Um embrião de Lystrosaurus, pré-mamífero que viveu há cerca de 250 milhões de anos, aponta que ancestrais de mamíferos botavam ovos. A descoberta foi publicada na revista PLOS One e ajuda a entender a origem da lactação.
Os fósseis foram encontrados em 2008 pelo paleontólogo John Nyaphuli na região semiárida do Karoo, na África do Sul.
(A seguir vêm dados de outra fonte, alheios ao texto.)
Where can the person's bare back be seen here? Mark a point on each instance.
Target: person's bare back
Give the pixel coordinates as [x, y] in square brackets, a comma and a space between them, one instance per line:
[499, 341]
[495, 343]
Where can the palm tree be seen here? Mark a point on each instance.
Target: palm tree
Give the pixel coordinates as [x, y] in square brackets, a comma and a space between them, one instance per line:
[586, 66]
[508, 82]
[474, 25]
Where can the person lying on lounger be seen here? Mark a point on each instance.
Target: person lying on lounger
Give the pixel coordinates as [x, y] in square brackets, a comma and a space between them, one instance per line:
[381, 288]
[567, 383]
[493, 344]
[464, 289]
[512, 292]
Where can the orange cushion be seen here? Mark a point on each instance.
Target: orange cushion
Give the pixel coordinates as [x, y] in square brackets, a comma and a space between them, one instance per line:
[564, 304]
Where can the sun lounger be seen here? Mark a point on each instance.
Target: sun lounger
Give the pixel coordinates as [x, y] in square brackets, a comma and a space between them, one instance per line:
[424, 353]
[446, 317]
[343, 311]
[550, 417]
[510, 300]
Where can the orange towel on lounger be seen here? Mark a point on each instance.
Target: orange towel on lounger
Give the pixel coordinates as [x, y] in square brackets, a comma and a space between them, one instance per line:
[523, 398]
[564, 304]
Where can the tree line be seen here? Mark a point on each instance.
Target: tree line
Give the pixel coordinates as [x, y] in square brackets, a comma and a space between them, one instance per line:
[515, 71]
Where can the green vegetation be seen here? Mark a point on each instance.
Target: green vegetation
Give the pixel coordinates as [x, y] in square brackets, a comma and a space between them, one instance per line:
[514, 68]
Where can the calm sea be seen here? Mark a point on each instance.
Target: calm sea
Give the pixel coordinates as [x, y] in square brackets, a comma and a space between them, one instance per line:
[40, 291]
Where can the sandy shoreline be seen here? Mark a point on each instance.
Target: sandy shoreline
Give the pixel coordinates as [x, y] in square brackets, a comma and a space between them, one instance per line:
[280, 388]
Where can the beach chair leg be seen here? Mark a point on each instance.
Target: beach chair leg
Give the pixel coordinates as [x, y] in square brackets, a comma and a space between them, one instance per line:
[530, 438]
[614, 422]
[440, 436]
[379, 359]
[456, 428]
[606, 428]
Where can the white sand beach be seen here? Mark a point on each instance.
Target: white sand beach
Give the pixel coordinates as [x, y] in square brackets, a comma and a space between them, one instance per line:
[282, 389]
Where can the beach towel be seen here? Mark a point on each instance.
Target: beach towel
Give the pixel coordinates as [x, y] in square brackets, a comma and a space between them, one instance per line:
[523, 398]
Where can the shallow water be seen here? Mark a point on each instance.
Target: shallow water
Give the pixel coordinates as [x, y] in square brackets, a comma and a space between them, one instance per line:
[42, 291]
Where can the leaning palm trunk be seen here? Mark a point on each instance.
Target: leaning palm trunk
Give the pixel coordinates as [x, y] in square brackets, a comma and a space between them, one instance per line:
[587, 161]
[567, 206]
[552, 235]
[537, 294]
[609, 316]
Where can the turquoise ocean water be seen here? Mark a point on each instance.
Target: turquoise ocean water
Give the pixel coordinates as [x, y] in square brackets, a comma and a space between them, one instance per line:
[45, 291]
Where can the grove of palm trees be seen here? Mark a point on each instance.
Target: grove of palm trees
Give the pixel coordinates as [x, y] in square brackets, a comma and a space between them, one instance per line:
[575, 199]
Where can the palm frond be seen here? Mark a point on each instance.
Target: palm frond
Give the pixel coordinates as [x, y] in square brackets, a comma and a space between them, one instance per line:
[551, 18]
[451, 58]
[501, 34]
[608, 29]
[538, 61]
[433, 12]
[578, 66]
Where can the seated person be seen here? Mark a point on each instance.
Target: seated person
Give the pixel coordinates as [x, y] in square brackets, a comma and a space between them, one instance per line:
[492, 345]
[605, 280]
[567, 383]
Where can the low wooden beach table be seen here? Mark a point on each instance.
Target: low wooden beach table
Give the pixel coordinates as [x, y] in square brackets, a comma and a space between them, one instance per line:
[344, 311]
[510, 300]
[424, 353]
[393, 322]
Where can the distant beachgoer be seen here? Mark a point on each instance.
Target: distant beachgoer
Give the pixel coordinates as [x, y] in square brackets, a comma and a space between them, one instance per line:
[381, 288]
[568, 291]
A análise utilizou raios-X de alta potência para revelar o interior do embrião e confirmar seu estágio de desenvolvimento.
A equipe envolvida, liderada por pesquisadores da Universidade de Witwatersrand, descreve um filhote de Lystrosaurus morrendo dentro do ovo, com mandíbula não fundida e ossos frágeis, características compatíveis com uma espécie que ainda não havia eclodido.
O que a descoberta mostra
Os autores afirmam que a casca do ovo era macia e coriácea, explicando o provável desaparecimento do ovo no registro fóssil. Filhotes eram grandes em relação ao tamanho do animal adulto e capazes de sobreviver sozinhos ao nascer.
A pesquisa sugere que a estratégia reprodutiva incluía crescimento rápido, reprodução precoce e abundante, fatores que teriam favorecido a sobrevivência do Lystrosaurus na Era da Grande Extinção, logo após uma fase de catástrofe ambiental.
Implicações para a lactação
O estudo aborda ainda a origem da lactação: o leite materno pode ter surgido menos como alimento e mais como secreções da pele usadas para umedecer os ovos, proteger contra infecções e sinalizar por membrana do ovo.
Pesquisadores destacam que a descoberta ajuda a entender a evolução da biologia reprodutiva de mamíferos e a trajetória de sobrevivência do Lystrosaurus durante o período de crise biológica.